“I trust to you, Hilda,” I said, on the day after the massacre at Klaas’s, “to divine for us where these savages are next likely to attack us.”
She cooed at the motherless baby, raising one bent finger, and then turned to me with a white smile. “Then you ask too much of me,” she answered. “Just think what a correct answer would imply! First, a knowledge of these savages’ character; next, a knowledge of their mode of fighting. Can’t you see that only a person who possessed my trick of intuition, and who had also spent years in warfare among the Matabele, would be really able to answer your question?”
“And yet such questions have been answered before now by people far less intuitive than you,” I went on. “Why, I’ve read somewhere how, when the war between Napoleon the First and the Prussians broke out, in 1806, Jomini predicted that the decisive battle of the campaign would be fought near Jena; and near Jena it was fought. Are not you better than many Jominis?”
Hilda tickled the baby’s cheek. “Smile, then, baby, smile!” she said, pouncing one soft finger on a gathering dimple. “And who was your friend Jomini?”
“The greatest military critic and tactician of his age,” I answered. “One of Napoleon’s generals. I fancy he wrote a book, don’t you know—a book on war—Des Grandes Operations Militaires, or something of that sort.”
“Well, there you are, then!

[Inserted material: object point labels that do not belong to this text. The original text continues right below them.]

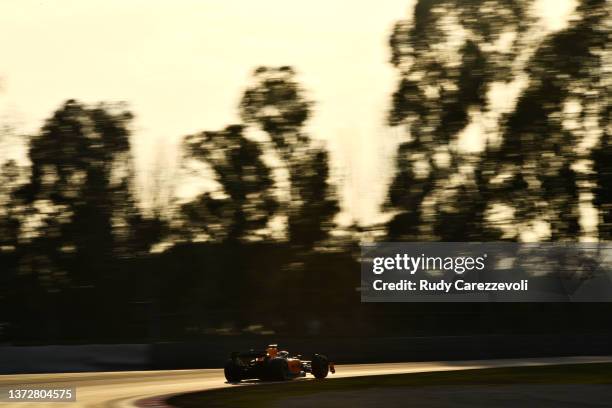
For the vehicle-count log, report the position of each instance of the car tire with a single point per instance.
(279, 369)
(232, 371)
(319, 366)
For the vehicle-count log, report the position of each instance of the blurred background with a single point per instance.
(201, 170)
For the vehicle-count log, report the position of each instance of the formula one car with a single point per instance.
(274, 365)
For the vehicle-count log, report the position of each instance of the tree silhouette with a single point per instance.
(539, 150)
(448, 60)
(276, 103)
(78, 196)
(438, 192)
(244, 202)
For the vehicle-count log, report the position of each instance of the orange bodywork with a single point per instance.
(295, 365)
(272, 351)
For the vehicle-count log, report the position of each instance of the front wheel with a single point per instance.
(320, 366)
(232, 371)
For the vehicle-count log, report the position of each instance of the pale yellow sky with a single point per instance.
(182, 66)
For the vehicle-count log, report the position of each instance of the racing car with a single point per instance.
(274, 364)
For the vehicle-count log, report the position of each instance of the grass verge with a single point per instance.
(267, 394)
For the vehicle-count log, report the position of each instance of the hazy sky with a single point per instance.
(182, 67)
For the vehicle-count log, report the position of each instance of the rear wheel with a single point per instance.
(232, 371)
(279, 369)
(320, 366)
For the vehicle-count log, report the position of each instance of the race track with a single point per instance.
(125, 389)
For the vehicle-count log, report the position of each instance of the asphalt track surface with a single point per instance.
(130, 388)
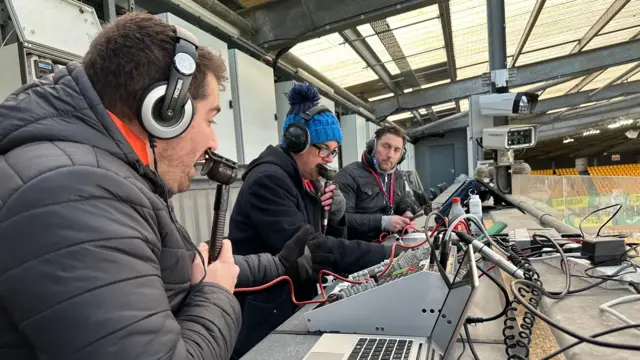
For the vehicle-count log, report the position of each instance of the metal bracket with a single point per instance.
(503, 76)
(4, 14)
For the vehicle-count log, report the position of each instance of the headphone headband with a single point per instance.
(309, 114)
(166, 109)
(182, 70)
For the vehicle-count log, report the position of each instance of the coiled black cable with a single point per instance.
(517, 341)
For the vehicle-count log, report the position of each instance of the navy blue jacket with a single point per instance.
(272, 205)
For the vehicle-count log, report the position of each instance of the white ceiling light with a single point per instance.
(620, 123)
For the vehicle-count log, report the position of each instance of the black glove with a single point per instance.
(322, 257)
(297, 264)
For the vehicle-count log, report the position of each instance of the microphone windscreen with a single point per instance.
(482, 172)
(521, 168)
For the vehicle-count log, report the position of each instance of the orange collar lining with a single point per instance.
(138, 145)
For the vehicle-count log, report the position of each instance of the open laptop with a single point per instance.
(439, 344)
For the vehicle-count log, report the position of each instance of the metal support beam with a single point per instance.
(620, 78)
(533, 18)
(562, 67)
(109, 7)
(461, 120)
(285, 23)
(595, 29)
(577, 99)
(496, 27)
(447, 34)
(570, 127)
(216, 8)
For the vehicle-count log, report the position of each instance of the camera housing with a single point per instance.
(508, 104)
(509, 137)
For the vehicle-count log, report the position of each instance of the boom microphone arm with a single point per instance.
(224, 172)
(328, 174)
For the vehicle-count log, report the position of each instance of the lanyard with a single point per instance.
(308, 186)
(388, 198)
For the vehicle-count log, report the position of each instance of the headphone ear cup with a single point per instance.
(149, 114)
(369, 147)
(296, 138)
(403, 156)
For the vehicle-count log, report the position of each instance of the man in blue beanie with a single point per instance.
(281, 194)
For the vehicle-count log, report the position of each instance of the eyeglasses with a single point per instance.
(324, 152)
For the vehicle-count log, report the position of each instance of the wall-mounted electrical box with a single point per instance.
(254, 105)
(37, 45)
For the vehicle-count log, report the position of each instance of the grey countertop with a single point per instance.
(580, 312)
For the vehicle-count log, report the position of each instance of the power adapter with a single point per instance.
(599, 250)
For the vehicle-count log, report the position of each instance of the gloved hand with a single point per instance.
(399, 250)
(333, 201)
(293, 257)
(322, 257)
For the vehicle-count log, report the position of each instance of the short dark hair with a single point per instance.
(391, 130)
(135, 52)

That’s just it! Your Jomini, or Hominy, or whatever you call him, not only understood Napoleon’s temperament, but understood war and understood tactics. It was all a question of the lie of the land, and strategy, and so forth. If I had been asked, I could never have answered a quarter as well as Jomini Piccolomini—could I, baby? Jomini would have been worth a good many me’s. There, there, a dear, motherless darling! Why, she crows just as if she hadn’t lost all her family!”
“But, Hilda, we must be serious. I count upon you to help us in this matter. We are still in danger. Even now these Matabele may attack and destroy us.”
She laid the child on her lap, and looked grave. “I know it, Hubert; but I must leave it now to you men. I am no tactician. Don’t take me for one of Napoleon’s generals.”
“Still,” I said, “we have not only the Matabele to reckon with, recollect. There is Sebastian as well. And, whether you know your Matabele or not, you at least know your Sebastian.”
She shuddered. “I know him; yes, I know him. . . . But this case is so difficult. We have Sebastian—complicated by a rabble of savages, whose habits and manners I do not understand. It is that that makes the difficulty.”
“But Sebastian himself?” I urged. “Take him first, in isolation.”
She paused for a full minute, with her chin on her hand and her elbow on the table. Her brow gathered. “Sebastian?” she repeated. “Sebastian?—ah, there I might guess something. Well, of course, having once begun this attempt, and being definitely committed, as it were, to a policy of killing us, he will go through to the bitter end, no matter how many other lives it may cost. That is Sebastian’s method.”